Header and Footer Example

Real-world scenarios where HTML-to-PDF is needed

Here are some common scenarios where converting HTML to PDF is essential.

  • Invoices and Billing Statements: Businesses often create invoices in HTML format for online viewing, but they need to convert them to PDF format for emailing or printing. PDFs ensure consistent layouts across different devices and printers.
  • Reports and Analytics: Many applications generate HTML reports for interactive viewing. However, to ensure they are easily accessible and printable, it is best to convert these reports to PDF for official documentation or sharing with stakeholders.
  • Contracts and Legal Documents: Legal documents often require a fixed format to maintain their integrity. Converting HTML contracts to PDFs ensures the formatting remains intact and the documents are protected from unauthorized edits.
  • Healthcare Documents: In the healthcare industry, patient records, prescriptions, and discharge summaries are often created in HTML, but must be converted to PDF to ensure compliance with regulations and enable easy sharing among providers.
  • HR Letters and Communications: Although HR departments may create offer letters, policy documents, and other communications in HTML, they often convert them to PDF for official distribution to employees.

Why PDF is better than HTML for archiving and compliance

PDF is a better fit than HTML for long-term archiving and regulatory compliance because it is designed to preserve documents exactly as they were created and distributed.

HTML is inherently risky for long-term retention. Documents rendered in a browser can change over time because external CSS may become unavailable, fonts and linked resources may disappear, and rendering rules may differ between browser versions or evolve in the future. PDF/A was created specifically to solve this problem. It is a standardized archival format built for reliability and long-term preservation, making it ideal for storing documents for years, or even decades.

Accessibility is another key area where PDF has a major advantage in regulated environments. Many industries can no longer treat accessibility as optional. PDF/UA defines a clear compliance model for accessible PDF documents by requiring proper tagging of headings, lists, tables, and other structures. PDF/UA also ensures that documents remain readable by screen readers, navigable through document structure, and usable with assistive technologies. While HTML can also be accessible, PDF/UA provides a standardized approach that can be validated and trusted once content needs to be distributed as a document.

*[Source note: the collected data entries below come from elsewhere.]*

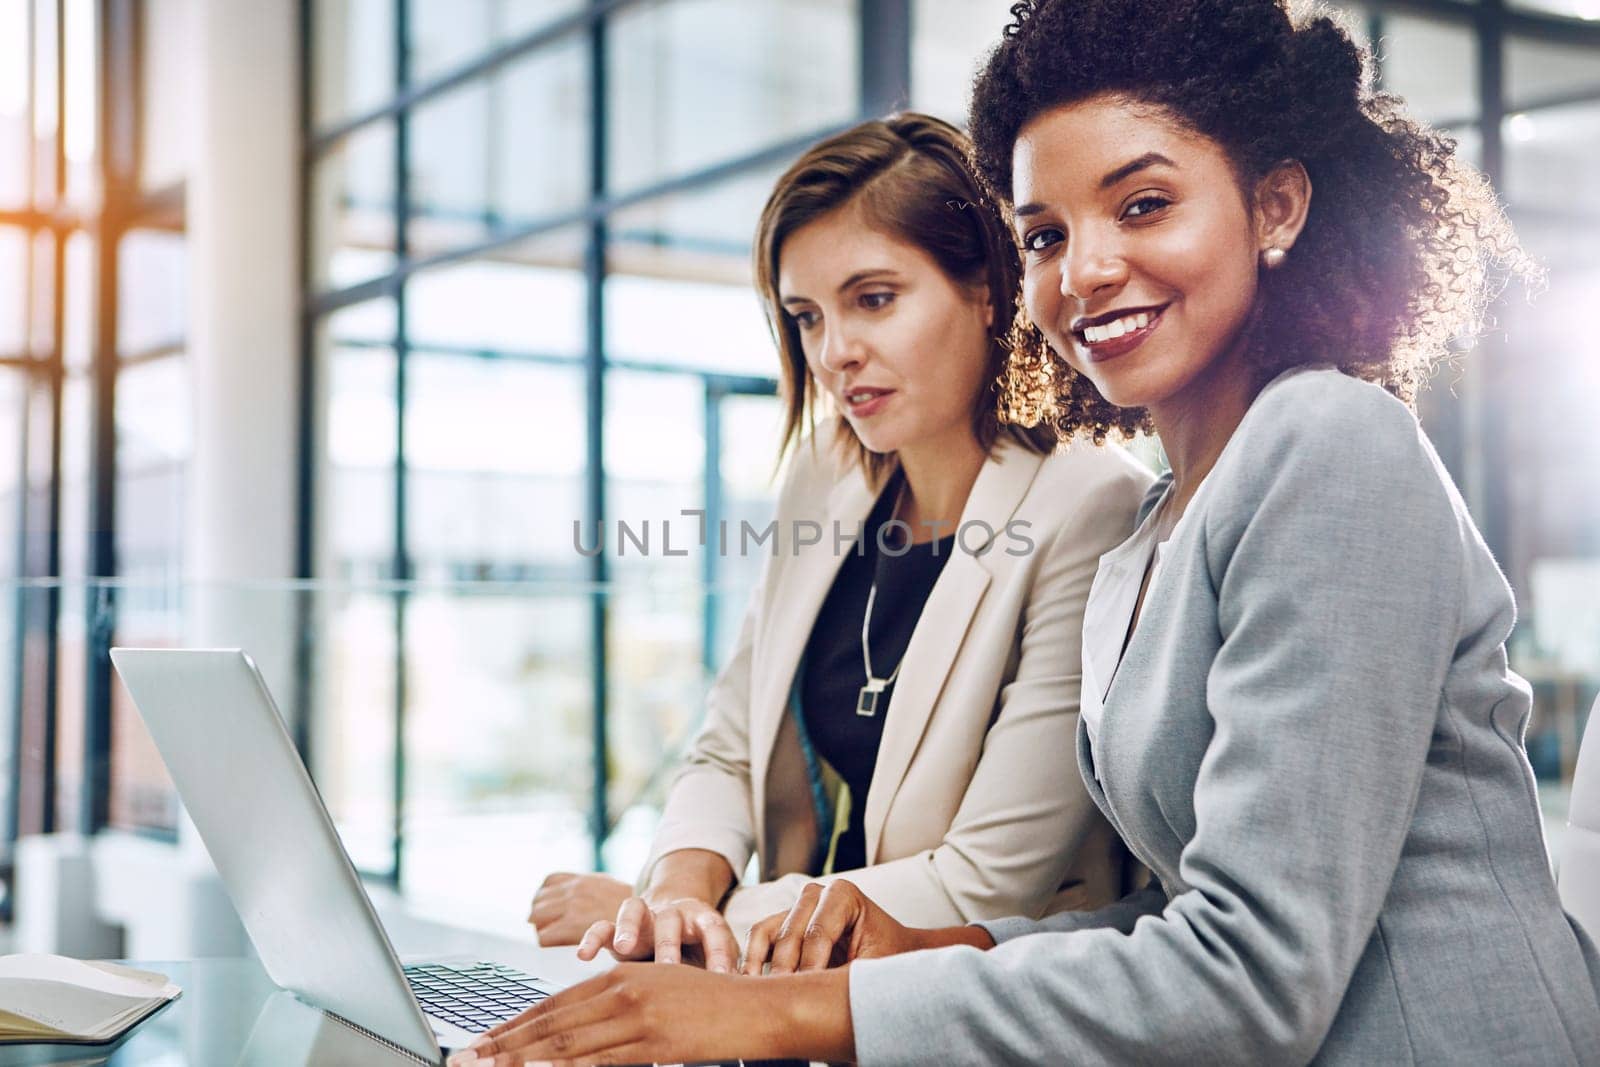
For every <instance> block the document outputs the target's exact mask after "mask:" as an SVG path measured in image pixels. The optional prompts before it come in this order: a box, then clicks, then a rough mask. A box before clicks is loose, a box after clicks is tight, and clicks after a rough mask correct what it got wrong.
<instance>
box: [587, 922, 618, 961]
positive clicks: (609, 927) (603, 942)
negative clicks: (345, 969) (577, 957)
mask: <svg viewBox="0 0 1600 1067" xmlns="http://www.w3.org/2000/svg"><path fill="white" fill-rule="evenodd" d="M614 937H616V923H613V921H611V920H608V918H602V920H600V921H598V923H595V925H592V926H590V928H589V929H587V931H586V933H584V936H582V939H581V941H579V942H578V958H579V960H586V961H587V960H594V958H595V957H597V955H600V950H602V949H610V947H611V942H613V939H614Z"/></svg>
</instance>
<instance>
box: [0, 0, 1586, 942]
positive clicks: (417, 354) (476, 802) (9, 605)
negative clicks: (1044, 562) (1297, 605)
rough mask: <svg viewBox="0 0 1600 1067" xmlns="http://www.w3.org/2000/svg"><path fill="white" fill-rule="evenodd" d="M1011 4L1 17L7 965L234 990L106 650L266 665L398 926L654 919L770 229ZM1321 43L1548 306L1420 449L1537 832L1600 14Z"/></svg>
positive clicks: (491, 924) (729, 487) (723, 622)
mask: <svg viewBox="0 0 1600 1067" xmlns="http://www.w3.org/2000/svg"><path fill="white" fill-rule="evenodd" d="M1008 6H1010V5H1008V2H1006V0H301V2H299V3H293V2H291V0H270V2H266V3H262V2H261V0H0V766H3V768H5V776H3V789H0V917H3V918H5V920H10V921H13V923H14V933H16V936H18V941H21V942H26V947H35V949H56V950H67V952H82V953H86V955H94V953H99V955H115V953H118V952H123V950H126V952H130V953H133V955H144V957H173V955H192V953H203V952H210V950H221V949H219V947H222V949H226V944H224V941H226V939H222V934H218V933H216V931H218V929H222V928H226V921H224V920H216V921H213V920H211V918H205V917H206V915H213V913H216V915H226V905H218V897H216V894H214V885H213V883H211V881H210V880H208V873H206V870H205V862H203V851H200V849H198V846H197V845H195V841H194V837H192V829H189V827H186V825H184V817H182V813H181V806H179V803H178V800H176V797H174V793H173V789H171V785H170V782H168V779H166V776H165V773H163V768H162V763H160V758H158V755H157V753H155V750H154V747H152V744H150V741H149V737H147V736H146V733H144V729H142V725H141V721H139V718H138V715H136V712H134V710H133V709H131V705H130V702H128V699H126V694H125V693H123V691H122V688H120V683H118V681H117V680H115V678H114V677H112V673H110V669H109V659H107V656H106V649H107V648H109V646H112V645H184V643H187V645H198V643H208V645H235V643H238V645H245V646H246V648H250V649H251V651H253V653H254V656H256V659H258V662H259V664H261V667H262V670H264V672H266V675H267V678H269V681H270V683H272V686H274V689H275V694H277V697H278V702H280V705H282V710H283V712H285V717H286V720H288V721H290V725H291V728H293V733H294V737H296V741H298V742H299V745H301V747H302V750H304V753H306V757H307V761H309V765H310V768H312V773H314V776H315V779H317V784H318V787H320V789H322V792H323V797H325V798H326V801H328V805H330V808H331V811H333V814H334V817H336V821H338V824H339V829H341V833H342V835H344V840H346V845H347V846H349V851H350V854H352V857H354V859H355V862H357V865H358V867H360V869H362V870H363V873H366V875H368V878H370V881H371V885H373V886H374V888H378V889H379V891H381V896H382V897H384V899H386V901H389V902H390V907H392V909H398V910H403V912H406V913H418V915H427V917H435V918H437V920H438V921H443V923H459V925H469V926H470V925H477V926H486V928H515V925H517V923H518V921H520V920H522V917H523V915H525V912H526V902H528V897H530V896H531V893H533V889H534V886H536V885H538V883H539V880H541V878H542V877H544V875H546V873H547V872H550V870H557V869H589V867H594V865H605V867H608V869H610V870H613V872H616V873H619V875H621V877H624V878H630V877H632V875H634V873H635V872H637V869H638V864H640V859H642V854H643V849H645V845H646V843H648V838H650V832H651V827H653V822H654V817H656V811H658V806H659V798H661V793H662V787H664V784H666V779H667V776H669V773H670V768H672V761H674V757H675V753H677V750H678V747H680V745H682V744H683V741H685V737H686V736H688V733H690V731H691V729H693V728H694V723H696V720H698V717H699V712H701V699H702V696H704V691H706V686H707V683H709V678H710V673H712V670H714V669H715V665H717V664H718V661H720V657H722V656H723V654H725V651H726V648H728V645H730V640H731V637H733V633H734V629H736V624H738V617H739V614H741V609H742V601H744V597H746V593H747V590H749V587H750V584H752V582H754V579H755V576H757V573H758V568H760V557H758V553H754V555H750V557H744V558H741V557H739V555H738V553H730V555H722V553H718V552H707V550H706V549H702V547H701V545H699V539H698V531H699V522H701V518H699V517H696V515H683V512H685V510H691V512H694V510H698V512H704V522H707V523H709V525H710V528H712V531H715V528H717V523H718V522H728V523H731V525H733V528H734V530H738V523H739V520H749V522H752V523H757V525H760V523H765V518H766V509H768V507H770V502H771V496H773V483H771V472H773V453H774V446H776V440H778V437H776V430H778V419H779V408H778V402H776V398H774V389H776V382H774V374H776V363H774V354H773V349H771V342H770V339H768V334H766V330H765V325H763V322H762V317H760V310H758V304H757V299H755V296H754V294H752V290H750V270H749V248H750V234H752V229H754V224H755V218H757V213H758V210H760V205H762V202H763V198H765V195H766V190H768V189H770V186H771V182H773V179H774V178H776V176H778V174H779V173H781V171H782V170H784V166H786V165H787V163H789V162H790V160H792V158H794V157H795V155H797V152H798V150H800V149H802V147H803V146H805V144H808V142H810V141H813V139H816V138H819V136H822V134H826V133H830V131H835V130H838V128H843V126H846V125H850V123H853V122H856V120H858V118H862V117H867V115H877V114H882V112H885V110H890V109H894V107H901V106H907V104H909V106H910V107H915V109H922V110H930V112H934V114H938V115H944V117H949V118H954V120H960V118H962V114H963V109H965V96H966V85H968V80H970V77H971V74H973V70H974V66H976V62H978V59H979V58H981V54H982V53H984V50H986V48H987V46H989V45H990V43H992V42H994V40H995V38H997V37H998V30H1000V27H1002V26H1003V24H1005V22H1006V19H1008ZM1339 6H1341V10H1342V11H1344V13H1346V16H1347V19H1349V24H1350V26H1352V29H1354V30H1355V32H1357V34H1358V35H1362V37H1363V38H1366V40H1374V42H1378V53H1379V58H1381V64H1379V77H1381V80H1382V85H1384V86H1387V88H1390V90H1394V91H1397V93H1400V94H1403V96H1405V98H1406V99H1408V101H1410V102H1411V107H1413V110H1414V112H1418V114H1419V115H1421V117H1424V118H1427V120H1430V122H1435V123H1442V125H1445V126H1448V128H1450V130H1451V131H1453V133H1454V136H1456V138H1458V139H1459V141H1461V144H1462V146H1464V150H1466V154H1467V155H1469V158H1472V160H1474V162H1475V163H1477V165H1478V166H1482V168H1483V170H1485V171H1486V173H1488V174H1490V178H1491V179H1493V182H1494V184H1496V187H1498V189H1499V190H1501V195H1502V197H1504V198H1506V202H1507V203H1509V205H1510V211H1512V214H1514V216H1515V221H1517V224H1518V227H1520V232H1522V235H1523V240H1525V242H1526V245H1528V248H1530V250H1531V251H1533V253H1534V254H1536V256H1538V258H1539V259H1541V261H1542V262H1544V264H1546V266H1547V269H1549V275H1550V286H1549V290H1547V291H1546V293H1542V294H1539V296H1538V299H1536V301H1533V302H1530V301H1528V299H1526V298H1525V296H1522V294H1520V293H1517V294H1512V296H1510V298H1507V299H1506V301H1502V302H1501V306H1499V307H1498V309H1496V328H1494V331H1493V334H1491V336H1490V338H1488V341H1485V342H1483V344H1480V346H1478V349H1477V350H1475V352H1472V354H1470V357H1469V358H1467V360H1464V362H1462V365H1461V366H1459V368H1454V370H1446V373H1443V374H1442V376H1440V378H1438V379H1437V381H1435V384H1434V387H1432V389H1430V390H1429V394H1427V395H1426V397H1424V402H1422V408H1424V422H1426V426H1427V430H1429V434H1430V435H1432V437H1434V440H1435V443H1437V446H1438V448H1440V451H1442V454H1443V456H1445V458H1446V462H1448V464H1450V467H1451V470H1453V474H1454V475H1456V478H1458V482H1459V485H1461V486H1462V491H1464V493H1466V498H1467V501H1469V504H1470V507H1472V512H1474V515H1475V518H1477V522H1478V525H1480V526H1482V530H1483V533H1485V536H1486V539H1488V541H1490V544H1491V547H1493V549H1494V552H1496V555H1498V558H1499V560H1501V563H1502V566H1504V568H1506V571H1507V574H1509V576H1510V581H1512V584H1514V587H1515V590H1517V597H1518V603H1520V608H1522V622H1520V624H1518V629H1517V633H1515V640H1514V665H1515V667H1517V669H1518V670H1520V672H1522V673H1523V675H1526V677H1528V678H1530V680H1531V681H1533V685H1534V691H1536V696H1538V715H1536V720H1534V725H1533V731H1531V734H1530V739H1528V744H1530V755H1531V758H1533V763H1534V768H1536V771H1538V774H1539V779H1541V782H1542V784H1544V789H1542V792H1544V801H1546V809H1547V816H1549V821H1550V824H1552V827H1558V824H1560V814H1562V811H1563V806H1565V793H1563V785H1565V782H1566V781H1568V777H1570V774H1571V765H1573V758H1574V755H1576V745H1578V737H1579V734H1581V729H1582V725H1584V723H1582V720H1584V717H1586V715H1584V712H1586V709H1587V707H1589V702H1590V701H1592V699H1594V694H1595V689H1597V686H1600V493H1597V491H1595V490H1597V486H1600V482H1597V475H1595V470H1597V467H1600V438H1597V435H1595V426H1597V413H1600V334H1597V331H1595V330H1594V328H1592V325H1589V322H1587V312H1589V310H1594V306H1595V302H1597V298H1600V0H1525V2H1522V3H1518V2H1514V0H1480V2H1475V3H1474V2H1467V0H1394V2H1379V3H1370V5H1355V3H1347V5H1339ZM602 520H603V523H605V530H606V539H608V542H610V545H608V550H606V552H605V553H602V555H598V557H590V555H586V553H582V552H579V550H578V547H576V544H574V523H581V542H582V544H584V545H592V544H594V539H595V530H597V522H602ZM619 520H621V522H629V523H630V525H632V526H634V528H635V530H638V528H640V526H642V523H643V522H645V520H650V525H651V526H653V534H651V545H650V547H651V550H650V553H648V557H646V555H645V553H642V552H638V550H637V549H635V545H629V549H630V550H629V552H627V553H624V555H619V553H618V552H616V547H618V545H616V530H614V525H616V523H618V522H619ZM664 520H672V533H670V534H669V536H670V537H672V545H670V547H672V552H674V555H667V553H666V550H664V549H666V547H667V545H666V544H662V530H661V525H662V522H664ZM712 544H715V536H714V537H712ZM680 550H686V552H685V553H683V555H677V552H680ZM219 713H226V709H219ZM270 800H272V798H269V797H264V798H261V803H270ZM178 902H187V907H189V912H192V917H189V918H186V917H184V909H182V907H178ZM174 912H176V917H174ZM213 918H214V915H213ZM218 923H221V926H219V925H218ZM208 931H210V933H208Z"/></svg>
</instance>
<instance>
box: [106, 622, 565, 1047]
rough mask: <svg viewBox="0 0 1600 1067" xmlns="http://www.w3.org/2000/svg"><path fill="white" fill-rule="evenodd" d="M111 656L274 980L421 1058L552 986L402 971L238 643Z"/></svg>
mask: <svg viewBox="0 0 1600 1067" xmlns="http://www.w3.org/2000/svg"><path fill="white" fill-rule="evenodd" d="M110 659H112V662H114V664H115V665H117V673H120V675H122V680H123V683H126V686H128V693H130V694H133V702H134V704H136V705H138V709H139V713H141V715H142V717H144V723H146V726H149V729H150V737H154V739H155V745H157V749H160V752H162V758H163V760H165V761H166V769H168V771H170V773H171V776H173V782H174V784H176V785H178V795H179V797H182V801H184V806H186V808H187V809H189V816H190V817H192V819H194V824H195V829H197V830H198V832H200V840H203V841H205V846H206V849H208V851H210V853H211V861H213V862H214V864H216V869H218V873H219V875H221V877H222V883H224V886H226V888H227V893H229V896H230V897H232V901H234V907H235V909H237V910H238V917H240V918H242V920H243V923H245V931H246V933H248V934H250V939H251V942H254V945H256V952H258V953H259V957H261V963H262V966H264V968H266V971H267V974H269V976H270V977H272V981H274V982H275V984H278V985H282V987H283V989H286V990H291V992H294V993H298V995H299V997H302V998H306V1000H307V1001H310V1003H312V1005H315V1006H317V1008H322V1009H323V1011H326V1013H330V1014H331V1016H336V1017H338V1019H341V1021H342V1022H347V1024H350V1025H354V1027H355V1029H358V1030H363V1032H366V1033H368V1035H371V1037H376V1038H379V1040H382V1041H384V1043H387V1045H392V1046H395V1048H397V1049H398V1051H403V1053H406V1054H410V1056H414V1057H418V1059H421V1061H424V1062H427V1064H437V1062H440V1059H442V1057H443V1053H445V1051H450V1049H454V1048H461V1046H464V1045H467V1043H469V1041H470V1038H472V1037H474V1035H475V1033H480V1032H483V1030H486V1029H488V1027H491V1025H494V1024H496V1022H501V1021H504V1019H509V1017H510V1016H514V1014H517V1013H518V1011H522V1009H523V1008H526V1006H530V1005H533V1003H536V1001H539V1000H544V998H546V997H549V995H550V993H554V992H557V989H558V985H557V984H554V982H544V981H539V979H536V977H531V976H528V974H523V973H520V971H515V969H512V968H507V966H499V965H493V963H472V961H451V960H440V961H434V963H419V965H408V966H403V968H402V965H400V960H398V957H395V950H394V947H392V945H390V944H389V937H387V936H386V934H384V928H382V926H381V925H379V921H378V913H376V912H374V910H373V902H371V901H370V899H368V896H366V893H365V889H363V888H362V881H360V878H358V877H357V873H355V867H354V865H352V864H350V857H349V856H347V854H346V851H344V846H342V845H341V843H339V835H338V832H336V830H334V829H333V821H331V819H330V817H328V809H326V808H325V806H323V803H322V797H320V795H318V793H317V787H315V785H312V781H310V776H309V774H307V773H306V765H304V763H301V758H299V753H298V752H296V750H294V742H293V741H290V734H288V731H286V729H285V728H283V720H282V718H280V717H278V712H277V707H275V705H274V702H272V694H270V693H267V685H266V681H264V680H262V678H261V672H258V670H256V665H254V664H253V662H251V661H250V656H246V654H245V653H243V651H240V649H146V648H114V649H110Z"/></svg>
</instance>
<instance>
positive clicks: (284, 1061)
mask: <svg viewBox="0 0 1600 1067" xmlns="http://www.w3.org/2000/svg"><path fill="white" fill-rule="evenodd" d="M131 966H138V968H142V969H147V971H158V973H162V974H165V976H166V977H168V979H171V981H173V982H178V985H179V987H182V990H184V995H182V997H179V998H178V1000H174V1001H173V1003H170V1005H166V1006H165V1008H163V1009H160V1011H158V1013H155V1014H154V1016H150V1017H149V1019H146V1021H144V1022H141V1024H139V1025H136V1027H134V1029H133V1030H131V1032H130V1033H126V1035H125V1037H123V1038H122V1040H118V1041H117V1043H114V1045H0V1067H32V1065H35V1064H53V1065H54V1067H418V1061H416V1059H411V1057H410V1056H403V1054H400V1053H395V1051H392V1049H389V1048H387V1046H384V1045H379V1043H378V1041H373V1040H371V1038H366V1037H363V1035H362V1033H358V1032H355V1030H352V1029H350V1027H347V1025H344V1024H342V1022H339V1021H336V1019H333V1017H331V1016H328V1014H325V1013H322V1011H318V1009H315V1008H312V1006H310V1005H306V1003H302V1001H299V1000H296V998H294V997H293V995H290V993H286V992H283V990H280V989H278V987H277V985H274V984H272V981H270V979H269V977H267V973H266V971H262V969H261V965H259V963H258V961H256V960H190V961H186V963H133V965H131ZM544 969H549V968H544ZM784 1062H794V1061H784ZM765 1064H774V1065H776V1061H765ZM750 1067H755V1061H750ZM797 1067H803V1065H798V1064H797Z"/></svg>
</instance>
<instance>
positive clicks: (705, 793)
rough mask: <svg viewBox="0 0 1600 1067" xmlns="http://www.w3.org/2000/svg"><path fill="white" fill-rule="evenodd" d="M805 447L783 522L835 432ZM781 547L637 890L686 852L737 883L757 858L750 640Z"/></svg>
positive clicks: (812, 477)
mask: <svg viewBox="0 0 1600 1067" xmlns="http://www.w3.org/2000/svg"><path fill="white" fill-rule="evenodd" d="M824 432H826V434H827V435H826V437H824V440H822V442H818V440H816V437H813V438H808V440H806V442H802V445H800V446H798V448H797V450H795V454H794V456H792V459H790V464H789V470H787V474H786V475H784V480H782V486H781V488H779V493H778V507H776V514H778V517H779V522H778V525H779V528H782V517H784V515H787V514H789V512H790V509H794V507H795V502H797V501H800V499H805V498H808V496H811V494H814V493H816V488H814V483H816V482H818V477H819V472H822V470H826V467H827V450H829V446H827V443H826V442H830V440H832V427H830V426H826V427H819V435H821V434H824ZM781 555H782V544H779V545H778V547H776V549H774V552H773V555H771V557H768V560H766V563H765V566H763V568H762V579H760V581H758V582H757V585H755V589H754V590H752V592H750V600H749V603H747V605H746V611H744V621H742V622H741V625H739V637H738V640H736V641H734V646H733V654H731V657H730V659H728V662H726V664H725V665H723V669H722V670H720V672H718V673H717V680H715V681H714V683H712V686H710V691H709V693H707V697H706V717H704V720H702V721H701V728H699V731H698V733H696V736H694V739H693V741H691V742H690V747H688V750H686V752H685V755H683V765H682V768H680V769H678V773H677V776H675V777H674V781H672V787H670V789H669V790H667V801H666V805H664V806H662V813H661V821H659V822H658V824H656V835H654V838H653V840H651V846H650V854H648V859H646V861H645V865H643V869H642V870H640V875H638V881H637V888H638V889H640V891H643V888H645V886H646V885H648V883H650V875H651V873H653V872H654V867H656V864H658V862H661V857H662V856H666V854H667V853H675V851H680V849H686V848H699V849H706V851H710V853H717V854H718V856H722V857H723V859H726V861H728V865H730V867H733V877H734V881H738V878H739V877H741V875H742V873H744V869H746V865H749V862H750V856H754V854H755V848H757V841H755V809H754V805H755V793H754V787H752V782H750V670H752V659H754V653H755V635H757V632H758V630H760V629H762V622H763V619H765V617H766V616H765V613H766V609H768V603H770V601H771V595H773V587H774V585H776V582H778V574H779V568H778V560H779V557H781Z"/></svg>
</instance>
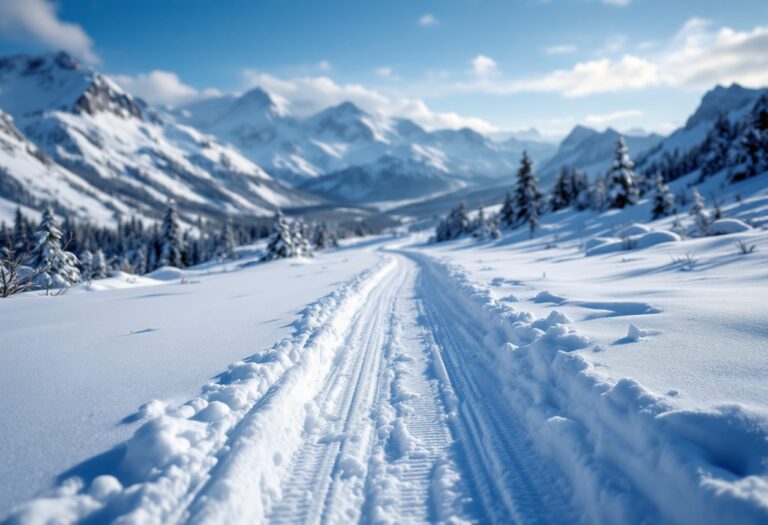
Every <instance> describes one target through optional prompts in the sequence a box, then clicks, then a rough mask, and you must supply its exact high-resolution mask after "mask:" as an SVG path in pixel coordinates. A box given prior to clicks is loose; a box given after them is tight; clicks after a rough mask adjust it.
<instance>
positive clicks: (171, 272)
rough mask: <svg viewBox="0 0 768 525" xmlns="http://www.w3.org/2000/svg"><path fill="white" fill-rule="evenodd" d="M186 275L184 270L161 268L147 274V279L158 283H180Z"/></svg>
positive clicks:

Finally, PDF provides document integrity and a defensible "what was sent" record. A PDF is an exact snapshot of the final output with a fixed layout, explicit pages, and content that does not reflow based on the device or screen size. PDFs can be shared as single, self-contained files, making them ideal for audits, legal scenarios, and compliance processes where consistency and traceability matter.

Conclusion

Many enterprise applications require converting HTML to PDF, especially for generating invoices, reports, contracts, healthcare documents, and HR communications.

PDF is often a better long-term format than HTML because of its consistent layout, archiving capabilities (PDF/A), accessibility compliance (PDF/UA), and features that ensure document integrity. Using TX Text Control in .NET applications allows developers to easily convert HTML to PDF and add essential features like headers, footers, and page settings.